The understandings of the Single Factor Fixed Effects Model and the Single Factor Random Effects Model are different, the ANOVA is same for the one factor model. The difference is in the expected mean squares
Random Effects Model | Fixed Effects Model |
---|---|
\(E(MSE) = \sigma^2\) | \(E(MSE) = \sigma^2\) |
\(E(M STR) = \sigma^2 - n \sigma^2_\mu\) | \(E(MSTR) = \sigma^2 + \frac{ \sum_i n_i (\mu_i - \mu)^2}{a-1}\) |
If \(\sigma^2_\mu\), then MSE and MSTR have the same expectation (\(\sigma^2\)). Otherwise, \(E(MSTR) >E(MSE)\). Large values of the statistic
\[ F = \frac{MSTR}{MSE} \]
suggest we reject \(H_0\).
Since \(F \sim F_{(a-1,a(n-1))}\) when \(H_0\) holds. If \(F > f_{(1-\alpha;a-1,a(n-1))}\) we reject \(H_0\).
If sample sizes are not equal, \(F\)-test can still be used, but the df are \(a-1\) and \(N-a\).
21.1.2.1.1 Estimation of \(\mu\)
An unbiased estimator of \(E(Y_{ij})=\mu\) is the grand mean: \(\hat{\mu} = \hat{Y}_{..}\)

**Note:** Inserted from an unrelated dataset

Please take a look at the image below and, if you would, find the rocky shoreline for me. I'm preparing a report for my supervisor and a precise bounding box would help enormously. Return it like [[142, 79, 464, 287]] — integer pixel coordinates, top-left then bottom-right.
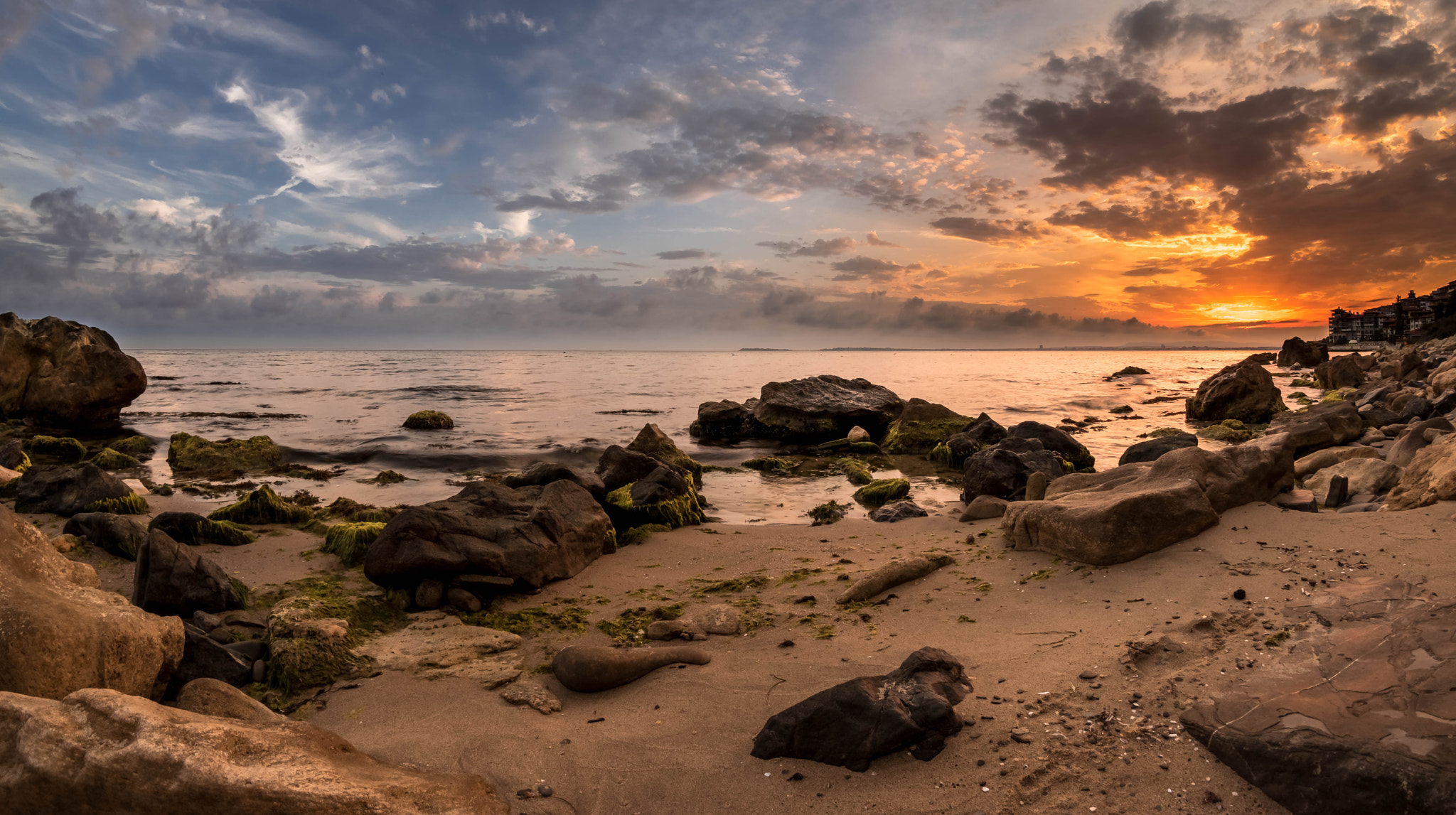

The variance of this estimator is
\[ \begin{aligned} var(\bar{Y}_{..}) &= var(\sum_i \bar{Y}_{i.}/a) \\ &= \frac{1}{a^2}\sum_ivar(\bar{Y}_{i.}) \\ &= \frac{1}{a^2}\sum_i(\sigma^2_\mu+\sigma^2/n) \\ &= \frac{1}{a^2}(\sigma^2_{\mu}+\sigma^2/n) \\ &= \frac{n\sigma^2_{\mu}+ \sigma^2}{an} \end{aligned} \]
An unbiased estimator of this variance is \(s^2(\bar{Y})=\frac{MSTR}{an}\). Thus \(\frac{\bar{Y}_{..}-\mu}{s(\bar{Y}_{..})} \sim t_{a-1}\)

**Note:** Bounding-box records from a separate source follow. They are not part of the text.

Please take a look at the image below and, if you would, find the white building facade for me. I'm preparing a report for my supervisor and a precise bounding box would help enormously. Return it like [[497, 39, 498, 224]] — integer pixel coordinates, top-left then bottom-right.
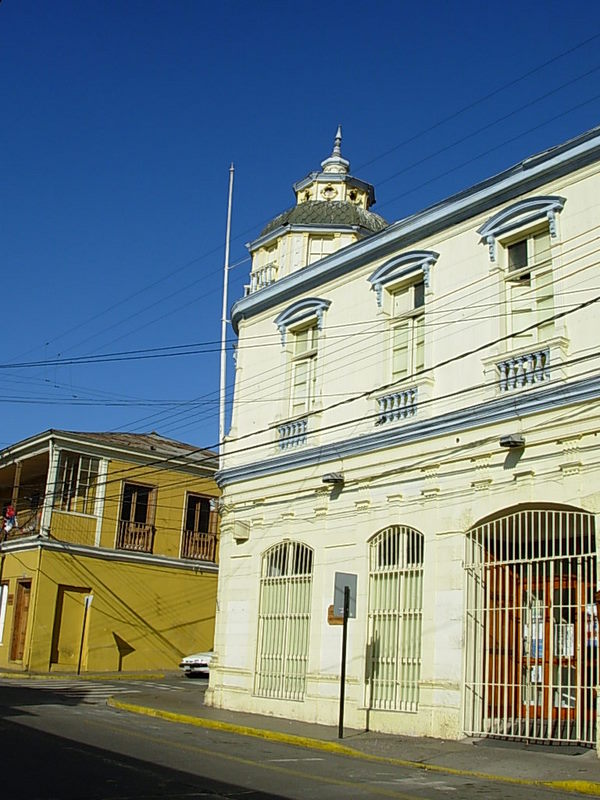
[[207, 129, 600, 747]]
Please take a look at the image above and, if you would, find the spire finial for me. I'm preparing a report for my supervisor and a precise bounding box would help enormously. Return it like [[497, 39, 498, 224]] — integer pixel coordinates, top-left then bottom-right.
[[321, 125, 350, 175], [331, 125, 342, 156]]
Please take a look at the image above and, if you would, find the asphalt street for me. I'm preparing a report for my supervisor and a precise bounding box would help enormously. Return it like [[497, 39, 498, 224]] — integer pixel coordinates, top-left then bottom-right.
[[0, 681, 584, 800]]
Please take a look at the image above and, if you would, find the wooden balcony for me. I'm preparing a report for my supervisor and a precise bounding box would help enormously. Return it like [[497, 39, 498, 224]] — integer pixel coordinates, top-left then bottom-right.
[[0, 505, 42, 542], [117, 520, 155, 553], [181, 531, 217, 564]]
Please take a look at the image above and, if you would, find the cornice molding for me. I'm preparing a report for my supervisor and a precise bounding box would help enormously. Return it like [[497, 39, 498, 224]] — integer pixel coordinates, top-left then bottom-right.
[[216, 376, 600, 487], [0, 536, 219, 573]]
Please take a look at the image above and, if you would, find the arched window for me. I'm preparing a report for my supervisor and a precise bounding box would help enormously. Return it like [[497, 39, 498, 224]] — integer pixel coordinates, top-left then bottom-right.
[[254, 541, 313, 700], [366, 525, 423, 711]]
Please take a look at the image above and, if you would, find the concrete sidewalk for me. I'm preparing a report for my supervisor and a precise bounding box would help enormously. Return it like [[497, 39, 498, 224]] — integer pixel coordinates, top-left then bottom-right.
[[108, 682, 600, 797]]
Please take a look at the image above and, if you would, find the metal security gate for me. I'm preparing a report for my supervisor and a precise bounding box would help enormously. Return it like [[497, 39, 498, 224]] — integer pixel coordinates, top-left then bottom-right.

A \(1-\alpha\) confidence interval is \(\bar{Y}_{..} \pm t_{(1-\alpha/2;a-1)}s(\bar{Y}_{..})\)
21.1.2.1.2 Estimation of \(\sigma^2_\mu/(\sigma^2_{\mu}+\sigma^2)\)
In the random and fixed effects model, MSTR and MSE are independent. When the sample sizes are equal (\(n_i = n\) for all i),
\[ \frac{\frac{MSTR}{n\sigma^2_\mu+ \sigma^2}}{\frac{MSE}{\sigma^2}} \sim f_{(a-1,a(n-1))} \]
\[ P(f_{(\alpha/2;a-1,a(n-1))}\le \frac{\frac{MSTR}{n\sigma^2_\mu+ \sigma^2}}{\frac{MSE}{\sigma^2}} \le f_{(1-\alpha/2;a-1,a(n-1))}) = 1-\alpha \]
\[ \begin{aligned} L &= \frac{1}{n}(\frac{MSTR}{MSE}(\frac{1}{f_{(1-\alpha/2;a-1,a(n-1))}})-1) \\ U &= \frac{1}{n}(\frac{MSTR}{MSE}(\frac{1}{f_{(\alpha/2;a-1,a(n-1))}})-1) \end{aligned} \]
The lower and upper \((L^*,U^*)\) confidence limits for \(\frac{\sigma^2_\mu}{\sigma^2_\mu + \sigma^2}\)
\[ \begin{aligned} L^* &= \frac{L}{1+L} \\ U^* &= \frac{U}{1+U} \end{aligned} \]
If the lower limit for \(\frac{\sigma^2_\mu}{\sigma^2}\) is negative, it is customary to set \(L = 0\).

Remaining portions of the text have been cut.